Do you think it’s better to ride first chair to last chair or to pace yourself during the trip?
It’s tough to ride all day, 9-4. It’s best early, and especially on powder days, being the first to the pow is key. But riding later in the day, the lines tend to be better at the resorts. I think going up early on a couple days is good, but also leaving days to have a chill morning and really enjoy being in the mountains is good too.

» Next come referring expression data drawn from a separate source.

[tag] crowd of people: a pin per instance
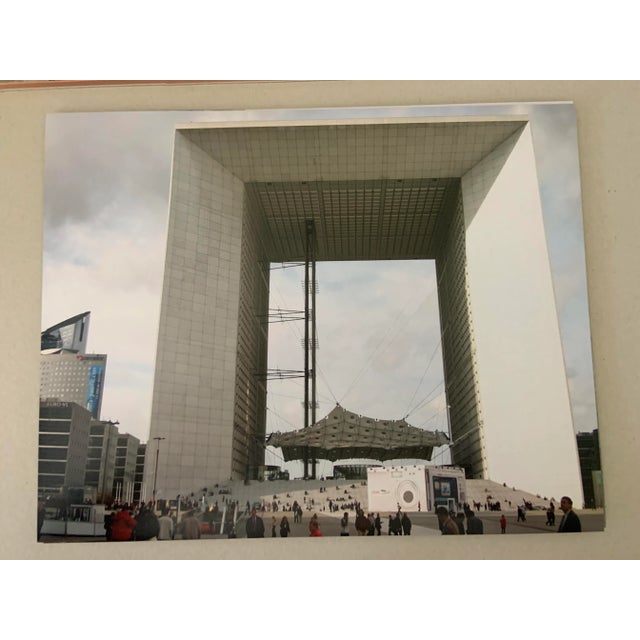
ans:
(145, 523)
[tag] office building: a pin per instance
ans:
(74, 377)
(124, 472)
(63, 440)
(101, 457)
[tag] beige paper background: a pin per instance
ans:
(608, 138)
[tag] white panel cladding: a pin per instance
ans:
(519, 360)
(193, 398)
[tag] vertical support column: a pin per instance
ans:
(309, 337)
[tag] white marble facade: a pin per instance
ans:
(205, 402)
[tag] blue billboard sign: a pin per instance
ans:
(96, 374)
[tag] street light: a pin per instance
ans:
(155, 473)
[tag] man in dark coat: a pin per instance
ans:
(474, 525)
(255, 526)
(570, 522)
(406, 524)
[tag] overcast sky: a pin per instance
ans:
(106, 208)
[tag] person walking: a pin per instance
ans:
(255, 526)
(446, 522)
(165, 523)
(285, 529)
(344, 524)
(147, 526)
(122, 525)
(189, 528)
(570, 522)
(406, 524)
(474, 525)
(362, 523)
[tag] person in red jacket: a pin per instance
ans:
(314, 528)
(122, 525)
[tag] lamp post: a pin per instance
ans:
(155, 473)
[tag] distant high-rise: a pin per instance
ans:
(62, 446)
(124, 472)
(68, 335)
(74, 377)
(101, 456)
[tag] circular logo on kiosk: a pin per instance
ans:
(407, 494)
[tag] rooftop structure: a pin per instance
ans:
(344, 435)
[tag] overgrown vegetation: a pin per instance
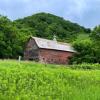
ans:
(13, 36)
(33, 81)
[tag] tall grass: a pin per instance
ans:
(34, 81)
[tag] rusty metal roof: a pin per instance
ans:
(51, 44)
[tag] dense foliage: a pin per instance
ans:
(13, 36)
(31, 81)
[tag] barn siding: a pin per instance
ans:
(31, 52)
(54, 56)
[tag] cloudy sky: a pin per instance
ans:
(83, 12)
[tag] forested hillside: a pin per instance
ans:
(14, 34)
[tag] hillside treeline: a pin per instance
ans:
(14, 35)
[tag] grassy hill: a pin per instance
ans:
(34, 81)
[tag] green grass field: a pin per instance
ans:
(33, 81)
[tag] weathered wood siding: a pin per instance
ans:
(31, 51)
(54, 56)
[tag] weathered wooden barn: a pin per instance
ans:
(48, 51)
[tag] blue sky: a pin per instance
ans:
(83, 12)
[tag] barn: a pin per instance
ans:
(48, 51)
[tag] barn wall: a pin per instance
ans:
(54, 56)
(31, 51)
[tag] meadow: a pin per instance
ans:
(34, 81)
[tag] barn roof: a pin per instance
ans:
(51, 44)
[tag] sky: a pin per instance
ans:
(83, 12)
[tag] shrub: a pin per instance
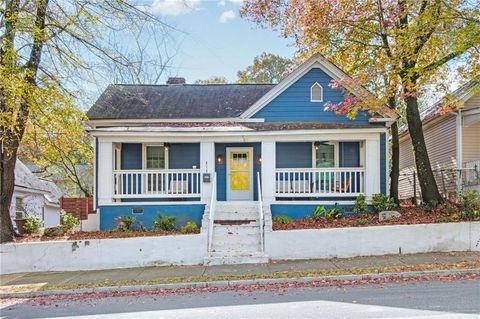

What is your go-to aprés ski drink?
Well, being at altitude, nothing tastes better than a glass of water after a bunch of riding. Hydration is key. If I’m at a contest, I’ll have a Pepsi or a Mountain Dew after riding, but if I’m on vacation or not competing that week, it’s nice to have a brew after a long day on the slopes.
Are there any aprés ski faux pas?
It’s après! You just had a great day of surfing the snow, do whatever you want!
What’s the right balance between going out at night and being ready to ride in the morning?
This is tricky, especially because beverages can affect you differently at altitude. You definitely don’t want to be out late if it’s dumping that night and there is going to be a bunch of good snow to ride the next day. But, like I mentioned before, I think having a few early mornings and then also having some days to enjoy the town and enjoy being on vacation is key. There are a lot of cool, snowy, small town bars in the world.
Any other tips?
With any trip, when you can, try to leave the emails and worries at home and really enjoy traveling! You deserve it!